Taming the Tuition Tiger is intended to start the ball rolling, before you read all of those excellent books about savings plans, scholarships, loans, work-study, and so forth. I would advise anyone who is a parent or grandparent of a prospective college student to read this book as soon as possible. The book will not only help you focus your attention on where you will be most successful in financing college and graduate school, the book also points you towards the excellent specialized resources that will help you implement in the areas of your choice.

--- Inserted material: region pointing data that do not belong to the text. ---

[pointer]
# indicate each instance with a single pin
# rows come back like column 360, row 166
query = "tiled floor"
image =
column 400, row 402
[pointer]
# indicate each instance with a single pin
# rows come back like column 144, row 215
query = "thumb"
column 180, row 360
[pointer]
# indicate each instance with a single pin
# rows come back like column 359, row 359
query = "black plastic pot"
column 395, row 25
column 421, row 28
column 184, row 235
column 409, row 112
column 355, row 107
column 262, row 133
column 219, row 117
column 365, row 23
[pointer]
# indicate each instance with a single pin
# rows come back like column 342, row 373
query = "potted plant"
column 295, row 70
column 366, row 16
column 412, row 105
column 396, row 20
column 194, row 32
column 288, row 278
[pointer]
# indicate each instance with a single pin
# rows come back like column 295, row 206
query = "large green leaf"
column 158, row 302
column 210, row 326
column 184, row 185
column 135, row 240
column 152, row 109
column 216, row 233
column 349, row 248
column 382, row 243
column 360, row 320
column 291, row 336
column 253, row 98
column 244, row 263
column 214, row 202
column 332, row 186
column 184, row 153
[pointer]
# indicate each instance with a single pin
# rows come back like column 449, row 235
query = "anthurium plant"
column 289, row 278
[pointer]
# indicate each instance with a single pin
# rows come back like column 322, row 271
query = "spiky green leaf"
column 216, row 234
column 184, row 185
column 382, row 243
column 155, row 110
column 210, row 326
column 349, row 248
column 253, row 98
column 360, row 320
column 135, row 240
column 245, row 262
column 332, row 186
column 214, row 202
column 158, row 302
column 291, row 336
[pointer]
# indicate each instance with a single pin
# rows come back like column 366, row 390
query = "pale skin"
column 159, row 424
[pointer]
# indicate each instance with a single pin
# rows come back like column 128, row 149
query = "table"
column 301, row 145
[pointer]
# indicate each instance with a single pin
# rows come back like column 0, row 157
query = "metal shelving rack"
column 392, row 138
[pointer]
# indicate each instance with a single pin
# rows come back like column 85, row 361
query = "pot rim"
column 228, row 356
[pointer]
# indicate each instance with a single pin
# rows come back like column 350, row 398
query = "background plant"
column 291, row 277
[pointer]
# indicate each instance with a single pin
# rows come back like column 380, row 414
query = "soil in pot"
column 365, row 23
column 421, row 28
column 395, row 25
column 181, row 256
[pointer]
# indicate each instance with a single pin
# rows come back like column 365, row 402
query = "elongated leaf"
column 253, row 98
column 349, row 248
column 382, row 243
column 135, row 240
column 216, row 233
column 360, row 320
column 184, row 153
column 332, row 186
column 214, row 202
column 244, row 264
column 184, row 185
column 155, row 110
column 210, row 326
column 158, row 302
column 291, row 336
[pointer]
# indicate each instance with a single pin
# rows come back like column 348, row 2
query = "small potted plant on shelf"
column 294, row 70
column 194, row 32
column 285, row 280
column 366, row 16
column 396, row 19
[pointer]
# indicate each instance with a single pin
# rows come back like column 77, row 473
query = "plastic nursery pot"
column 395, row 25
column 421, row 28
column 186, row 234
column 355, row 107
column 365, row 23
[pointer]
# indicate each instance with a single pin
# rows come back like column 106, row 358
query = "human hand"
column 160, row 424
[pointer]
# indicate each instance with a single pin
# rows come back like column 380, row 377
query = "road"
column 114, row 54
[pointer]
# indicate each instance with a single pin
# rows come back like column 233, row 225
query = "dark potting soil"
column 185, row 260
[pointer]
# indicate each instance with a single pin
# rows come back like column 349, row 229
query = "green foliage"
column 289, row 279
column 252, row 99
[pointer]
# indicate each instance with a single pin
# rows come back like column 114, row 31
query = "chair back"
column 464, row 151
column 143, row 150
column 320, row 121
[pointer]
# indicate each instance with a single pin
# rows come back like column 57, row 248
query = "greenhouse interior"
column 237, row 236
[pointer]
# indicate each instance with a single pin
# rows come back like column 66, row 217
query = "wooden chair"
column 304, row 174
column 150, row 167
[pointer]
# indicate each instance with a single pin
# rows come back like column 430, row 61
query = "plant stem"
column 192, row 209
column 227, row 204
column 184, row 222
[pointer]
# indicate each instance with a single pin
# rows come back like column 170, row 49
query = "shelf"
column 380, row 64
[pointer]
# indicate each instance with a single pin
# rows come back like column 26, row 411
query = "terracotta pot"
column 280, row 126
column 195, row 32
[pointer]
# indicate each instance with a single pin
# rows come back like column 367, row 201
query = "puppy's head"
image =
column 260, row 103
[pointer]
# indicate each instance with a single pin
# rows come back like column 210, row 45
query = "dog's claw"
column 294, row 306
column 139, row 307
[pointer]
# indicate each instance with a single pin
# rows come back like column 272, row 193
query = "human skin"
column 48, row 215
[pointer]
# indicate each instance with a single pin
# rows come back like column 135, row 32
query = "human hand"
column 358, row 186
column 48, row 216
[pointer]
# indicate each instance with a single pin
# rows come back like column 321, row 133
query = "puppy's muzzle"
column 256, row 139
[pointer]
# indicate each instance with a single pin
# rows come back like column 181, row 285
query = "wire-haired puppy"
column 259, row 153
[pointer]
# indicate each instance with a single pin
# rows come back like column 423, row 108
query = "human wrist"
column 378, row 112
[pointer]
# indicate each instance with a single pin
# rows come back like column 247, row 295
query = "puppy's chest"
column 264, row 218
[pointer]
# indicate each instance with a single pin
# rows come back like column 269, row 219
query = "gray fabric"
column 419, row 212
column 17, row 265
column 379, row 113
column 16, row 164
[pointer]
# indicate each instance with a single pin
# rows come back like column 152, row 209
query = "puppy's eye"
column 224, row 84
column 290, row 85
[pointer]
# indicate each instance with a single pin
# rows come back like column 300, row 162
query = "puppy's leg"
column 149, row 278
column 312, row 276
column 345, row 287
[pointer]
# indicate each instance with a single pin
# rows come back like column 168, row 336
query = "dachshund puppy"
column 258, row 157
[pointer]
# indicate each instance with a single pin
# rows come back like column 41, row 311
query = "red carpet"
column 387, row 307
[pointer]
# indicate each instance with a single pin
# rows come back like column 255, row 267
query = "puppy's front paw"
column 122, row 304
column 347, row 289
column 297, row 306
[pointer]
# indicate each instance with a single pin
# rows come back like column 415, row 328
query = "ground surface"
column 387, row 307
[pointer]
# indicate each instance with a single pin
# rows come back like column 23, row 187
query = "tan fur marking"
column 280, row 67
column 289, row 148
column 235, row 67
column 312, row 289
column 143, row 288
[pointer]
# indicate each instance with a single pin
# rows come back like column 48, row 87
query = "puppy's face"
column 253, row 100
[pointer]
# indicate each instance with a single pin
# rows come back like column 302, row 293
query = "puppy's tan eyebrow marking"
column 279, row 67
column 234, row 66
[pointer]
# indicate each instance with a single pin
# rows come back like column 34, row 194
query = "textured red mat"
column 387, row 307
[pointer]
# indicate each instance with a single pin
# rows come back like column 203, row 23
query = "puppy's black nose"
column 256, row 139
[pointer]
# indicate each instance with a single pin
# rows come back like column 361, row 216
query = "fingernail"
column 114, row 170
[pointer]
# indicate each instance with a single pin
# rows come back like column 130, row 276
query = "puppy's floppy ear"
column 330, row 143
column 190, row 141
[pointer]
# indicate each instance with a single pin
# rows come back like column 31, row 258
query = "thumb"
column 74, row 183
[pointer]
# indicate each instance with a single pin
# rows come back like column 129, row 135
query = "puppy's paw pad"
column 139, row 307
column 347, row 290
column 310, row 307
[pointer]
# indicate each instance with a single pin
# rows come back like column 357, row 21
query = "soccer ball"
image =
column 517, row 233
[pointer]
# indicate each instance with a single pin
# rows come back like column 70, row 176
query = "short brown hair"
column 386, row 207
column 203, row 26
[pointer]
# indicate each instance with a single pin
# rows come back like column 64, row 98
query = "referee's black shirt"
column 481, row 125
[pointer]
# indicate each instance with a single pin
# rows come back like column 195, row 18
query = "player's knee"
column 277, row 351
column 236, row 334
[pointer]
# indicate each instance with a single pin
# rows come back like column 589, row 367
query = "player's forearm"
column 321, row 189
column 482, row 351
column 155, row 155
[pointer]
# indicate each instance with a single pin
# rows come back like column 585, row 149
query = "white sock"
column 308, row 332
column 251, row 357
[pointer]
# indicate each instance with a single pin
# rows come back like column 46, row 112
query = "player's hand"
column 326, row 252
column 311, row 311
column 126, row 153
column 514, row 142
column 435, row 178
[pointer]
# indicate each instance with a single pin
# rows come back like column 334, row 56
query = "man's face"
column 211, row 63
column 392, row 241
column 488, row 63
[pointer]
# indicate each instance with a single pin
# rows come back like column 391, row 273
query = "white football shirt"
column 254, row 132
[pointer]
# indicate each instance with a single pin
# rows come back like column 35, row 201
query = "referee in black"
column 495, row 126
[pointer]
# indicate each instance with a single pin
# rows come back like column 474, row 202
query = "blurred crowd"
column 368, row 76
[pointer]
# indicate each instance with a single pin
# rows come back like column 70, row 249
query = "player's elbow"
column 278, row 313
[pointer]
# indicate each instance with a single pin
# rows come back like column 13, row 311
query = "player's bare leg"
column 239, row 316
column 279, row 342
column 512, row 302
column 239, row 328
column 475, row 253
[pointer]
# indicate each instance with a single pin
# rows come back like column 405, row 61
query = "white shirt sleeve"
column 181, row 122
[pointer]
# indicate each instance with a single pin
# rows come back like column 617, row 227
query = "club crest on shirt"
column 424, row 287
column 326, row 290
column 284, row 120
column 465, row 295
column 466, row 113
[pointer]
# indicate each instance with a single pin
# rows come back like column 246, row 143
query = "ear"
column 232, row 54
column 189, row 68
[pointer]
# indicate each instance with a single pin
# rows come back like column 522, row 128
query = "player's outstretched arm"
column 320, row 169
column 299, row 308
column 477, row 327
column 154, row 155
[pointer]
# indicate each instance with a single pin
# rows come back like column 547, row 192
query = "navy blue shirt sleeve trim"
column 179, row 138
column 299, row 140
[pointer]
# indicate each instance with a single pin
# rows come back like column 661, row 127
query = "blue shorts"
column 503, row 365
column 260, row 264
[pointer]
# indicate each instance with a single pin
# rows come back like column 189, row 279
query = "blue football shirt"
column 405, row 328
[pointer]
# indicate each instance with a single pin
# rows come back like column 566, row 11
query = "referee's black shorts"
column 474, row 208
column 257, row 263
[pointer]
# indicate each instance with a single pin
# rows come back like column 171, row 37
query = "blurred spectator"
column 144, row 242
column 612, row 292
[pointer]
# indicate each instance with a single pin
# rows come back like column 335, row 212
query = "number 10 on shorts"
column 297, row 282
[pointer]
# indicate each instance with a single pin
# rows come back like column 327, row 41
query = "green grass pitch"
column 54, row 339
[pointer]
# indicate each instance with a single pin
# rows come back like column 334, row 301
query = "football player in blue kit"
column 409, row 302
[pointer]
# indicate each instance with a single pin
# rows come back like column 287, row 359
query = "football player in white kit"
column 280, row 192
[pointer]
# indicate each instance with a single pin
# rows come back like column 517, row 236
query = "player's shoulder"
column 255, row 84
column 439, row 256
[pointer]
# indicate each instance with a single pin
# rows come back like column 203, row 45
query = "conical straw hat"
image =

A great strength of this book is that it encompasses advice for all people (grandparents, parents, step-parents, aunts and uncles, and the children themselves), in all situations (marital status, different financial circumstances, different income levels), and different durations away from higher education (from future unborn children to children about to enroll). The book is masterful is customizing its advice as simply as one possibly could!
As someone who is familiar with tax planning, I was most impressed with the many discussions of how one possible approach compares to another in economic value. Unless you have top CPA available to you who is tax savvy, this is better advice than you will probably get anywhere else.
The book also covers the whole gamut from saving money (start at a community college and transfer if it doesn't much matter where you go, or studying online), to earning money (work-study programs), to finding unusual scholarships (using online search techniques for free), to filling out the need-based financial aid applications (with samples in the book), to comparing different methods of saving and investing money before college begins.
If you don't save at least $1,000 by reading and following the advice in this book, you didn't pay attention to the material in it.
Naturally, it's best to start saving long before a child is born. But for many people that's not realistic. The book even shows you how to handle any gaps in savings with low cost loans, and ways to get parts of those loans subsidized . . . or even forgiven.
With the resources in this guide, I believe that anyone can find a way to finance a college education. So what are you waiting for?